Tuesday, February 6th, 2007

Pendant la Préhistoire, on passait pas mal de temps assis en tailleur devant un feu de bois, le cul sur la pierre. Autant te dire que, comme le ukulélé avait pas encore été inventé, le contage était une activité importante.

Parmi les histoires populaires, il y avait celle de UhhGrruhr et de Uhgruuhrkaia, deux jeunes gens des cavernes qui s’aimaient d’un amour beau comme une sagaie dans l’omoplate d’un mammouth au petit matin, mais leur amour était impossible, elle vit dans la grotte d’à côté et ils s’entendent pas trop depuis une sombre histoire de mammouth poursuivi alors qu’il avait manifestement pénétré dans le territoire voisin, on voit bien que l’arbitre était suédois!, et donc leur amour est impossible et à un moment elle lui dit UhhGrruhr, UhhGruhr, pourquoi es-tu UhhGrruhr et il lui répond ahah non mais pas du tout, je suis HuGrrrrrrruhr, son cousin, alors ils se marient et ont beaucoup d’enfants.
Alors forcément, on se racontait ça, on modifiait un deux passages, parce que on avait pas le respect de l’oeuvre, tu vois?, on enlevait un bout, ce qui fait qu’au bout d’un moment, l’histoire devenait celle d’un chasseur de mammouth conplètement obsédé par Pigloo, le mammouth blanc géant.

Puis, un jour, le jeune UhhhGruhuhur le malicieux inventa un système basé sur l’utilisation de genre de signes et alors chaque signe ça voudrait dire un son, par exemple on dirait que § ce serait uhg et ¬ gruhr, ce à quoi son chef HuhHgrur le clairvoyant mais un peu grossier sur les bords quand même lui répondit “non mais t’es complètement con ou quoi? c’est complètement con ton truc”.
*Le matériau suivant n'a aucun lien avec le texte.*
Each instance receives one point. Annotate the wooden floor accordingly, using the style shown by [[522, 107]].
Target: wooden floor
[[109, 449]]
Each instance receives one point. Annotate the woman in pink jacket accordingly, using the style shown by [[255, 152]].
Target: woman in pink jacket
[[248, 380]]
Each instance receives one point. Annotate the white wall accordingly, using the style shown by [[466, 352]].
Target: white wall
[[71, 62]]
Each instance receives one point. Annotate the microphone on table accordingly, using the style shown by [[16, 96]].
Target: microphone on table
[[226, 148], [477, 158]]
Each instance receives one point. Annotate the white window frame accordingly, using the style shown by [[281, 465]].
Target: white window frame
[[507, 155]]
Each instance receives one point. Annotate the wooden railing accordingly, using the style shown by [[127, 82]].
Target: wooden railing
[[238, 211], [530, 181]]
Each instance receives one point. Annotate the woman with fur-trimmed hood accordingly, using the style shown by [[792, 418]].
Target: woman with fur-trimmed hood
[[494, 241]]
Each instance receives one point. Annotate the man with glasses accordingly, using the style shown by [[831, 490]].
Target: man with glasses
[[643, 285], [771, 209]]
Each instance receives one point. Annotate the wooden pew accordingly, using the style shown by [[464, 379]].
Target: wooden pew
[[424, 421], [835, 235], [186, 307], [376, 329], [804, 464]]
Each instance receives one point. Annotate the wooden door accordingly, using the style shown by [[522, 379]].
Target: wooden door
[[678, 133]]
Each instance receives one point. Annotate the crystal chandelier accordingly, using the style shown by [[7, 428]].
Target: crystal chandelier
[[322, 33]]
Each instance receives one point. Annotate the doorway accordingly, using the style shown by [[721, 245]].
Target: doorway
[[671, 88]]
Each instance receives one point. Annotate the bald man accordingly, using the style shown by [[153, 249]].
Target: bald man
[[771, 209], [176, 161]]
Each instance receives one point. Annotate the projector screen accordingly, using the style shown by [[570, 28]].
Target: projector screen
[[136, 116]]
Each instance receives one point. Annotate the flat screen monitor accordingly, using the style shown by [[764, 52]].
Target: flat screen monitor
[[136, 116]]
Il fallut attendre plusieurs siècles pour que l’invention de l’écriture, en Mésopotamie, bouleverse la société et le marché de l’édition. (C’est à peu près à la même époque qu’en Anatolie mineure, un type marcha malencontreusement sur un oursin qui passait par là et hasard, ce qui n’a rien à voir avec cette histoire (ce fut l’invention des cris turcs))

Au début, on se servit de l’écriture plus pour les comptes que pour les contes. Mais il ne fallut pas attendre longtemps pour que l’humain, toujours inventif, décide de mettre cette nouvelle technologie au service de son imagination débordante.


La blague du fou qui repeint son plafond, en mésopopotamien (à l’époque, ils montaient sur des sapins de Noël, les échelles n’étaient pas solides)

Malheureusement, il est toujours des esprits obtus pour entraver la marche de la créativité, et l’auteur de la première oeuvre fictionnelle se vit répondre “ah mais c’est pas de la littérature, ça!” par son chef, Jean-Uhgrur le un peu chauve.

Il faut dire que ce n’était pas de la littérature, mais une liste de courses.